Le jeune artiste parlait avec amertume, la lune éclairait son visage triste et fier, et le moine immobile le contemplait avec une surprise naïve et bienveillante.

— Asseyons-nous ici, dit ce dernier après un moment de silence, en s’arrêtant près de la balustrade massive d’une terrasse qui dominait la ville, la campagne et la mer. »

C’était à l’angle de ce jardin des dominicains, naguère riche de fleurs, de fontaines et de marbres précieux, aujourd’hui jonché de décombres et envahi par toutes les longues herbes qui poussent avec tant de vigueur et de rapidité sur les ruines.
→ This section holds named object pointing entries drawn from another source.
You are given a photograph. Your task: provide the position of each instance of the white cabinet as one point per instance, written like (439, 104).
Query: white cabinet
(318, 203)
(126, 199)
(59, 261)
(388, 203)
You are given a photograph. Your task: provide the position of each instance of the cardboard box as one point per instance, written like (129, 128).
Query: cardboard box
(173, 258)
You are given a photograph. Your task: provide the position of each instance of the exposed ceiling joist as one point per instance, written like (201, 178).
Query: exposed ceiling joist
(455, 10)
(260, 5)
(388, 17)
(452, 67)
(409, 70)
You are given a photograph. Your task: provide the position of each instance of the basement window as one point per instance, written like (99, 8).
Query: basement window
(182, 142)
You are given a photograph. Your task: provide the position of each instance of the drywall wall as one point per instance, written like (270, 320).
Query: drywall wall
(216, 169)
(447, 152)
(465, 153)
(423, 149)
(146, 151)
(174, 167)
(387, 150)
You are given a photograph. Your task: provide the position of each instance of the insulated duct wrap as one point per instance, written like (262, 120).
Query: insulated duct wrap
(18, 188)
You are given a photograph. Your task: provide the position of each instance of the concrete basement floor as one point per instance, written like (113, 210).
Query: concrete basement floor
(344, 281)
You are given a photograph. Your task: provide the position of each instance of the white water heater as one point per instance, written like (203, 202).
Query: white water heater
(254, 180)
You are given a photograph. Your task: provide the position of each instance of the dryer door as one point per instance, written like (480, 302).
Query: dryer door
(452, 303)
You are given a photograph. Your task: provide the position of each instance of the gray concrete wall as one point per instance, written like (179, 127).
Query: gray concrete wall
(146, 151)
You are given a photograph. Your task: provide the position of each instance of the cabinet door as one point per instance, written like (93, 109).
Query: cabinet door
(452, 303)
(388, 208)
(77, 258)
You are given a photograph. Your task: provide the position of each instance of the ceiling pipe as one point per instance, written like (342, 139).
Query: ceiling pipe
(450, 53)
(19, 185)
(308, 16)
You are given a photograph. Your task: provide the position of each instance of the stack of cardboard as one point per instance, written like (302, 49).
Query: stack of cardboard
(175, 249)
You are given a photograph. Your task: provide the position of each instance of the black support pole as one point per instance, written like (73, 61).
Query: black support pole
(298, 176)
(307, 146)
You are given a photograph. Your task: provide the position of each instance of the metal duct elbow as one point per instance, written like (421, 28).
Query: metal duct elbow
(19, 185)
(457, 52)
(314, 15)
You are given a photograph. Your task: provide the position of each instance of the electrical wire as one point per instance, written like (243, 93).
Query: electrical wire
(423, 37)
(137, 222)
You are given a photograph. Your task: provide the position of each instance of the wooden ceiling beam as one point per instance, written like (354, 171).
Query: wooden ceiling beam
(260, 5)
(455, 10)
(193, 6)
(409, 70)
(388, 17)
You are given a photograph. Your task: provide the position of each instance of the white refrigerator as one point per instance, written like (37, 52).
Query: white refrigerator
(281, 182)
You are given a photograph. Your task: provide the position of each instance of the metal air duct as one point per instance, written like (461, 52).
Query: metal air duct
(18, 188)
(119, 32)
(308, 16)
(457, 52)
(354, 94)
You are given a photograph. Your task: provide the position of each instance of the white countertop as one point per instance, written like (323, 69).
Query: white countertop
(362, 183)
Le voyageur, dans son agitation, en froissa une dans sa main, et la jeta loin de lui avec un cri de douleur. Le moine sourit :

« Cette piqûre est vive, dit-il, mais elle n’est point dangereuse. Mon fils, cette ronce que tu touches sans ménagement et qui te blesse, c’est l’emblème de ces hommes grossiers dont tu te plaignais tout à l’heure. Ils envahissent les palais et les couvents. Ils montent sur les autels, et s’installent sur les débris des antiques splendeurs de ce monde. Vois avec quelle sève et quelle puissance ces herbes folles ont rempli les parterres où nous cultivions avec soin des plantes délicates et précieuses dont pas une n’a résisté à l’abandon ! De même les hommes simples et à demi sauvages qu’on jetait dehors comme des herbes inutiles ont repris leurs droits, et ont étouffé cette plante vénéneuse qui croissait dans l’ombre et qu’on appelait l’inquisition.

— Ne pouvaient-ils donc l’étouffer sans détruire avec elle les sanctuaires de l’art chrétien et les œuvres du génie ?

— Il fallait arracher la plante maudite, car elle était vivace et rampante. Il a fallu détruire jusque dans leurs fondements ces cloîtres où sa racine était cachée.

— Eh bien, mon père, ces herbes épineuses qui croissent à la place, en quoi sont-elles belles et à quoi sont-elles bonnes ? »

Le moine rêva un instant et répondit :

« Comme vous me dites que vous êtes peintre, sans doute vous ferez un dessin d’après ces ruines ?

— Certainement. Où voulez-vous en venir ?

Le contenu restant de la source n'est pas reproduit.